Homes throughout Yamamoto, located in Miyagi Prefecture, were destroyed by the quake and following flooding. Many residents have made the painful choice of relocating rather than rebuilding, and the city’s population of 13,269 is more than 3,000 less than it was in 2010, before the disaster struck. With so few residents remaining, at night the streets are practically deserted.

Unfortunately, some thieves have seized the opportunity presented by this lack of watching eyes to enact a string of robberies. The most recent, as well as despicable, occurred at the former location of Yamamoto’s Higashi Day Care Center.

The building itself was washed away by the tsunami, which claimed the lives of three children inside at the time. In their memory, a local volunteer group placed a number of offerings at the site, including prayer sticks and jizo. Jizo are statues of deities often placed along roads to watch over travelers, but they also serve as guardians of the souls of children who pass away at a young age, as well as fetuses not carried to term.

The jizo at the Higashi Day Care Center were produced by monks from the city of Aizuwakamatsu, a town of historical and cultural significance in Fukushima Prefecture, a region which also saw extensive damage in the 2013 earthquake. Five jizo were made, three of which were 20 centimeters (7.9 inches) tall, and two measuring 15 centimeters, with the size differential representing the bond between the children and their parents. The porcelain statues, along with the prayer sticks and three alters with flowers, were placed at the site of the day care center on August 23.

▼ Prayer sticks

Jizo

Several days later, to the volunteers’ shock, the alters, seven prayer sticks, and three large jizo had all been made off with, along with another prayer stick the group had tied to a nearby bridge. “I never imagined someone would steal offerings for children who lost their lives,” said Hitomi Kano, the appalled representative director of the organization. The volunteers filed a report with police in the nearby precinct of Watari on September 3.
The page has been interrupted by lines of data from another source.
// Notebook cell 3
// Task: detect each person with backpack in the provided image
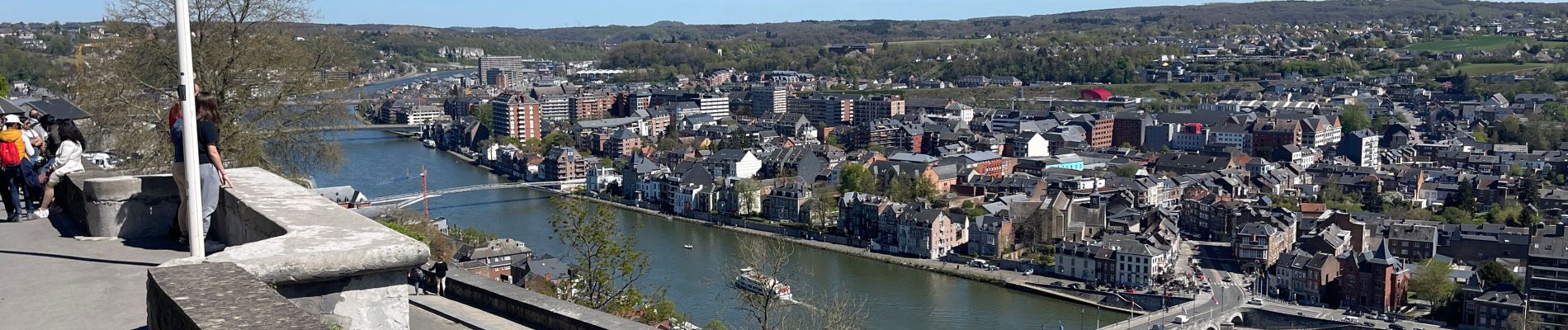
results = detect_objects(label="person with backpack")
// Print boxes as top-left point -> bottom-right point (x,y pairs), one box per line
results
0,114 -> 31,222
174,92 -> 230,253
430,262 -> 447,295
33,120 -> 87,219
22,115 -> 49,210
Sadly, this was not an isolated incident in Yamamoto, where a similar theft occurred at Fumonji Temple, located in the town’s mountains. Damage from the tsunami at Fumonji was so extensive that several graves were overturned, spilling the ashes interred within them. These were gathered and shaped into a burial mound, atop which was placed a statue of Kannon, the Buddhist goddess of mercy. In May, the 30-kilogram (66-pound) statue was stolen, with tracks in the earth showing it had been dragged away. Eight days after the theft was announced to the public, the statue was anonymously returned to its original location.

▼ Fumonji’s statue of Kannon

More secular robberies have taken place at a roadside construction site along a highway in Yamamoto, which thieves hit twice last month, carrying away a total of 149 sheets of steel. “We suspect they will try to sell them as scrap metal,” said a spokesperson from the prefectural Public Works Bureau.

The Watari Police Precinct is continuing its investigation into the thefts, and stresses that citizens should be extra cautious with their property and report any suspicious activity to the authorities. In the interest of preventing further crimes, 160 light installations have been placed in Yamamoto, primarily in the areas that sustained the greatest flood damage.

“We haven’t seen anything like this in Watari,” said the lead investigator on the case, “so we don’t know why this continues to happen in Yamamoto. We don’t understand why this keeps happening, other than that some people want to cause additional grief for the victims and survivors of the disaster.”

We don’t have any theories about the motive behind these crimes either, but we have no shortage of ideas about what we’d like done to the people responsible.